6 Questions for Influx Press [INTERVIEW]

Influx Press

Kit Caless (left) and Gary Budden (other co-director of Influx Press)

 
Influx Press is a new independent publisher that specialises in site-specific fiction. ‘Acquired for development by…’ is a collection of short stories and is said to ‘Reach the parts of Hackney Iain Sinclair doesn’t reach!’ We were intrigued so set to finding out more from Kit Caless, co-director.

 

 

Starting up from scratch, competing with the ‘big boys’; quite a challenge. What made you decide to do all of this?

Both Gary Budden (co-director) and I came to this through a shared history of DIY culture and zine publishing. Had we known the work that went into creating a book publishers we might never have started! The press really started to come together after we spoke to a few publishers about Acquired for Development By (whilst we were editing it), who actually advised that we did ourselves. Partly, I think, because of the book’s niche-ness but also to make us go away and leave them alone. The real inspiration came when we met Tom Chivers, director of Penned in the Margins (excellent poetry press) , who was incredibly encouraging and gave us invaluable advice and guidance from the start. Since we started taking it seriously, we’ve been pleasantly surprised by the interest and support people have shown us. We have two more books already lined up along the ‘site-specific’ theme which we will be starting in September.

 

You mention on your site that you’d rather deal directly with booksellers than have them purchase books via Gardners/Bertrams. What is the aim of this?

I feel, personally, that developing a good, personal relationship with people selling your book is important. If we can deal directly with the bookshop both parties win, and we feel involved with the people who are supporting us on a human level.
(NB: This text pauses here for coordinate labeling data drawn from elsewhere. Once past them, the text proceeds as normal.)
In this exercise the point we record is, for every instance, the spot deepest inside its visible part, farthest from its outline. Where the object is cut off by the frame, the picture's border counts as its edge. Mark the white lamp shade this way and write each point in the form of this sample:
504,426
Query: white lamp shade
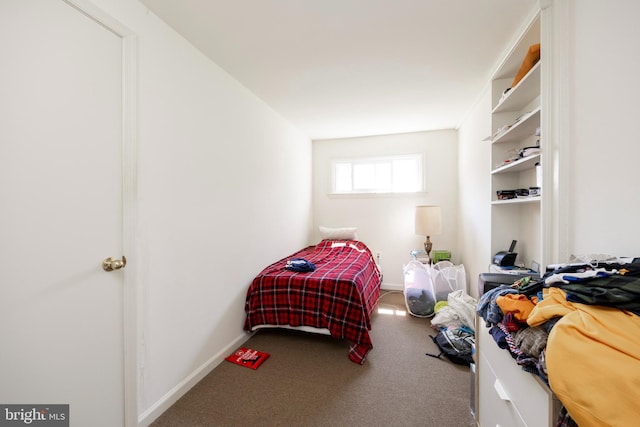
428,220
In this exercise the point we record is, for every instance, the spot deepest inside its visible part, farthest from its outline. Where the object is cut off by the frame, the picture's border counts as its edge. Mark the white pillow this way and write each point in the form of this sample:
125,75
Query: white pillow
341,233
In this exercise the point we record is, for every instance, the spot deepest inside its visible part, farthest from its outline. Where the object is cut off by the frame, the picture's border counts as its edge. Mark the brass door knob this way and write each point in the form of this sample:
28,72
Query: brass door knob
111,263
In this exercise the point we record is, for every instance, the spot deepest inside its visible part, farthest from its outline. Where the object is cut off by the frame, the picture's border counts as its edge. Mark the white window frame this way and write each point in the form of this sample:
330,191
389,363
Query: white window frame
350,163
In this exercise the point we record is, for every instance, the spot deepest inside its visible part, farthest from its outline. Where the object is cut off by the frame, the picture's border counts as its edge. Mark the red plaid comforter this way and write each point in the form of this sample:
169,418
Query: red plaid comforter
339,295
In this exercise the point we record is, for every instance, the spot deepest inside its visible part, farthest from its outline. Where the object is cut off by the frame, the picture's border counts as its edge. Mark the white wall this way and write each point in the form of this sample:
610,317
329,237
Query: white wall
386,222
474,220
604,145
224,189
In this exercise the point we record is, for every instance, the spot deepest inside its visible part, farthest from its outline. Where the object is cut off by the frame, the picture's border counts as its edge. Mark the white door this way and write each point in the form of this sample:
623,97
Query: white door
61,314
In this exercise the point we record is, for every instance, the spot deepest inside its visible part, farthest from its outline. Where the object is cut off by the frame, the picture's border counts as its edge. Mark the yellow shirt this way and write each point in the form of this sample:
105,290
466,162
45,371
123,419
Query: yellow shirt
593,360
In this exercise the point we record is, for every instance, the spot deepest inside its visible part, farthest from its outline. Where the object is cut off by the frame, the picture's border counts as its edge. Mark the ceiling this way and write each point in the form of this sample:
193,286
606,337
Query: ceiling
344,68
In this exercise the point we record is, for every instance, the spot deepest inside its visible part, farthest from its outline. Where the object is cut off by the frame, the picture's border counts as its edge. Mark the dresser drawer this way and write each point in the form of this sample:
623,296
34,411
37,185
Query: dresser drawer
494,410
528,395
Being such a small press, we can’t force wholesalers to pass on what we feel is a decent discount to the bookseller. The ‘new publishers’ offer from wholesalers is simply unaffordable for us, and doesn’t seem to benefit the bookshops either. This may well change depending on how many orders wholesalers get from booksellers who we haven’t made contact with yet, but right now, before the book is released it isn’t a great position to be in. It’s been a frustrating process so far, but I kind of understand why. If we don’t have the financial or promotional clout to make other people lots of money, why would they bother helping us out? We’re not angry about it, as this is something we are new to, but it seems counter-intuitive for a wholesaler to offer a book to a bookshop with very little discount. The bookshop won’t make any money from their end, which means they won’t buy it, which means the middle guys won’t make any money either, and we won’t shift the book. It feels very stagnant.

 

What have been your biggest challenges so far as an independent publisher?
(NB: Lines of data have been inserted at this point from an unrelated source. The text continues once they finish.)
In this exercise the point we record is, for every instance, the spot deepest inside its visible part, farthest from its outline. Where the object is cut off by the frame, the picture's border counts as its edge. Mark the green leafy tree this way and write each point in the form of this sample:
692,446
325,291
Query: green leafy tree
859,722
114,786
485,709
Money. Raising money to cover all our costs. Time too. Both Gary and I have regular jobs and haven’t taken a penny out of the setting up process. Maybe in the future we can do this full time. Also, accounting and financial stuff doesn’t come naturally to either of us. We are both writers/editors so it’s not something we’ve ever spent time learning in the past. You should have seen my first spreadsheet, it was the most embarrassing thing in the world. Thankfully since then, I’ve picked up a lot of advice and teaching from friends involved with that sort of thing and we’re much more confident about it.

 

And what parts have been most enjoyable?

I think putting Acquired for… together was probably the most enjoyable so far. It was such a lovely feeling to see the proofs of the book and have it in our hands. In the very near future, our events will be fun I think. We are part of Stoke Newington Literary Festival, and we’re setting up lots of events in bookshops around the capital.

 

Why should we read the book?

Acquired for Development By is a unique collection of stories set in one place. It isn’t just about Hackney, but about urban-living in general. It has elements of psychogeography, satire, whimsy, anger, surrealism. The work is varied enough that there is something in there for everyone, yet it pulls together as a lucid, fluid work in its entirety. Amongst the twenty-five pieces, there is some great work from Lee Rourke, Gavin James Bower, Molly Naylor as well as new and exciting unpublished writers. The short story is a great form for expressing a perspective or point of view concisely. When you have a collection like Acquired for Development By, you really get the sense that you’re seeing the same place from twenty-five different viewpoints.

 

And finally, what if I want to read it on my Kindle?

There will be an e-book version soon. We are in the process of converting the files etc. For a small press like ours, we think e-books and physical books can co-exist peacefully. From a personal perspective I prefer a paperback, but I have friends who just buy e-books. I wouldn’t want them to miss out on reading our work just because they choose to read in a different way to me. I think the biggest hurdle that we face with an electronic version is how to distribute and where to make the book visible. We are working with a guy who is fascinated with digital publishing so hopefully we can work something out and perhaps get a little innovation going. When you’re a start up anything it’s good to experiment because you don’t have the rigid formulas and systems of previous directors or larger, more cumbersome hierarchical practices. You can make decisions quickly and adapt more readily. On the other hand, you lack the exposure that will get your book to people who maybe interested in it.